All Saints, open, has suffered a drastic, even brutal, Victorian restoration but contains plenty of interest - enough even to win round an old curmudgeon like me. The interior is dark, but that was probably more to do with visiting on a late winter afternoon and contains several monuments to the Heigham family, including a gloriously garish pink one to Clement Heigham d. 1634, brasses, bench ends and poppyheads. I particularly liked the modern day triptych on the lady chapel altar and the stations of the cross.

ALL SAINTS. Much renewed. One Norman window on the N side.
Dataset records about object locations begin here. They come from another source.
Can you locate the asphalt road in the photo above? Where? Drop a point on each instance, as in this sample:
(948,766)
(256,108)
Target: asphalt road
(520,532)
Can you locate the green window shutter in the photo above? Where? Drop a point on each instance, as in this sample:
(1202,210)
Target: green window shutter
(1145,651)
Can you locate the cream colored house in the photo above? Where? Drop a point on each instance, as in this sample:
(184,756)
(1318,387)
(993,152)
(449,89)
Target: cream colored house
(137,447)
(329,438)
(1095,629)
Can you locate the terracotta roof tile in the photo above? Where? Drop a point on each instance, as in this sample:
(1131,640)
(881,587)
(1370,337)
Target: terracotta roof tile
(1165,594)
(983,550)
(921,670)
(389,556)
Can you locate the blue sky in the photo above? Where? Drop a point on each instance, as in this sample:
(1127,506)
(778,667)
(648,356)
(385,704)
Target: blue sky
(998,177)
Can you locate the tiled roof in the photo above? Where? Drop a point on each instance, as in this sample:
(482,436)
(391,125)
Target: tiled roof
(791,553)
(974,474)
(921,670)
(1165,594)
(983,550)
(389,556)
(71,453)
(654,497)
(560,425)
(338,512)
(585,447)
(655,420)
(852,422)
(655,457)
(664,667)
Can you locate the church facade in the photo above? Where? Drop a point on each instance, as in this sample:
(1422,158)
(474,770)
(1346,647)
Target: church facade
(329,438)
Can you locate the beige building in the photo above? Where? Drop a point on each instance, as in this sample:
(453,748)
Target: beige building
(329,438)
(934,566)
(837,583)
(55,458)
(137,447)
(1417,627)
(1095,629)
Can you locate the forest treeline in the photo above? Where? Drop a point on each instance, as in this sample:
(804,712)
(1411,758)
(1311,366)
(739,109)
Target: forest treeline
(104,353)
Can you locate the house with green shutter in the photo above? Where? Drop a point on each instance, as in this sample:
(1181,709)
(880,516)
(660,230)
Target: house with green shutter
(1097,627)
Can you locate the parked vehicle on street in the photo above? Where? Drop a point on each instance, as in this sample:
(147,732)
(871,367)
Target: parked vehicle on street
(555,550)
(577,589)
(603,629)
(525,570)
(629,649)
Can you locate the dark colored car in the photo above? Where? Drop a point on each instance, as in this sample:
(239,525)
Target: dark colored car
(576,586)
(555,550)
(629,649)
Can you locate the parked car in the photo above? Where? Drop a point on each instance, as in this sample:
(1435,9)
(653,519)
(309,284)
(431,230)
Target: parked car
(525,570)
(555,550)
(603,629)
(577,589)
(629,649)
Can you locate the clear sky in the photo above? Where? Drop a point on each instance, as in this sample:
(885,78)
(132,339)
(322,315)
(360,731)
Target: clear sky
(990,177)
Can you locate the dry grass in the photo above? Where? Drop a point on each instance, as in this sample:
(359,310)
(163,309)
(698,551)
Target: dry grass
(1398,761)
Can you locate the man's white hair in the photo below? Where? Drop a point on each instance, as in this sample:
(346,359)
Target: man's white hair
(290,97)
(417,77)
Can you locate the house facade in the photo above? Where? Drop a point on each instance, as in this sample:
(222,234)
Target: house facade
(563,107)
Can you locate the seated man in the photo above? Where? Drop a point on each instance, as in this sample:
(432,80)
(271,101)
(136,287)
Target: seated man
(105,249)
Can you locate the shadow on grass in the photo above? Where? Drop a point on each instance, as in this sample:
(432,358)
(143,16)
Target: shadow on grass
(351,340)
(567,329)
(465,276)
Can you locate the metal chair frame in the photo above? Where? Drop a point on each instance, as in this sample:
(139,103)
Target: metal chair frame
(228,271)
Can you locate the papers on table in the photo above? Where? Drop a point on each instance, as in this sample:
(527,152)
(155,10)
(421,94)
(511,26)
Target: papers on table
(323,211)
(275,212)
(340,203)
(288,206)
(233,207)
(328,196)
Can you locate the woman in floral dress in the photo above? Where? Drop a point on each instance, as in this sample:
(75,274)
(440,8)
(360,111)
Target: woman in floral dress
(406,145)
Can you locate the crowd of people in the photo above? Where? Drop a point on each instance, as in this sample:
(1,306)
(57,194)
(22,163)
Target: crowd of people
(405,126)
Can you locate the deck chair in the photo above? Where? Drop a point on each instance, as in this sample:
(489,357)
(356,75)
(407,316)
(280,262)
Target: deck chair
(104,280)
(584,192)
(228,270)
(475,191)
Dec S aisle with four-bay arcade (octagonal piers, double-chamfered arches, dying into the W and E responds). W window a lancet, E window Dec. N side all Perp. Chancel renewed 1848, but the E window is correct. Three tall single-chamfered stepped lancets under one arch. The PISCINA and SEDILIA clearly belong to the same time, i.e. the mid C13, but are no longer of value as evidence. - FONT. Perp, octagonal, with eight shields in panels. - STALLS. The fronts perhaps the re-used dado of the screen. The stalls have poppy-heads. - BENCHES. Two with traceried ends and carved backs. - WALL PAINTINGS. In the jambs of the Norman window two small agile figures. - MONUMENTS. Tomb-chest with cusped and decorated lozenges. Niche with lintel on small quadrant arches and cresting. Panelled sides. The whole of Purbeck marble and supposed to belong together with the Elizabethan brasses against the back wall. These commemorate Sir Clement Heigham d. 1570 and his two wives. Long poem, worth reading, as it describes his life in doggerel. But the monument, with its total absence of Renaissance detail, cannot be so late, even in Suffolk. It is more likely of c. 1500. - Sir John Heigham d. 1626. By John Stone, set up in 1650. Tablet with inscription flanked by heavy volutes supported by square brackets. Open segmental pediment.

Clement Heigham 1634 (2)

S aisle reredos (1)

Stations of the Cross 11

BARROW. Some of the precious things the Romans left it are in Bury St Edmunds museum, and in its own church it keeps the memories of three men of great note in their day.

Long and light, the church has a 13th century chancel, a canopied piscina and sedilia, and an Easter sepulchre. Its font is 15th century. In the reading desk is something of the ancient screen. There are two double benches with carved ends and backs, and we noticed on the poppyheads of the stalls two heads wearing what look like bowler hats. A canopied altar tomb in the sanctuary has the brass portrait of a Speaker of Parliament in Mary Tudor’s day, knighted by Philip of Spain; he was Sir Clement Heigham, and we see him in armour with his two wives and their eight children. A marble tablet in the chancel recalls the memory of George Ashby, a friend of the poet Gray, who might almost have brought him into his famous Elegy of a Country Churchyard, for here George Ashby lived through 14 sorrowful years of darkness after losing his sight. The third notable man of Barrow was Philip Francis, an 18th century rector who kept a school at Esher where Gibbon was a pupil. He also taught Charles James Fox, and while he was rector here busied himself in writing pamphlets against Pitt.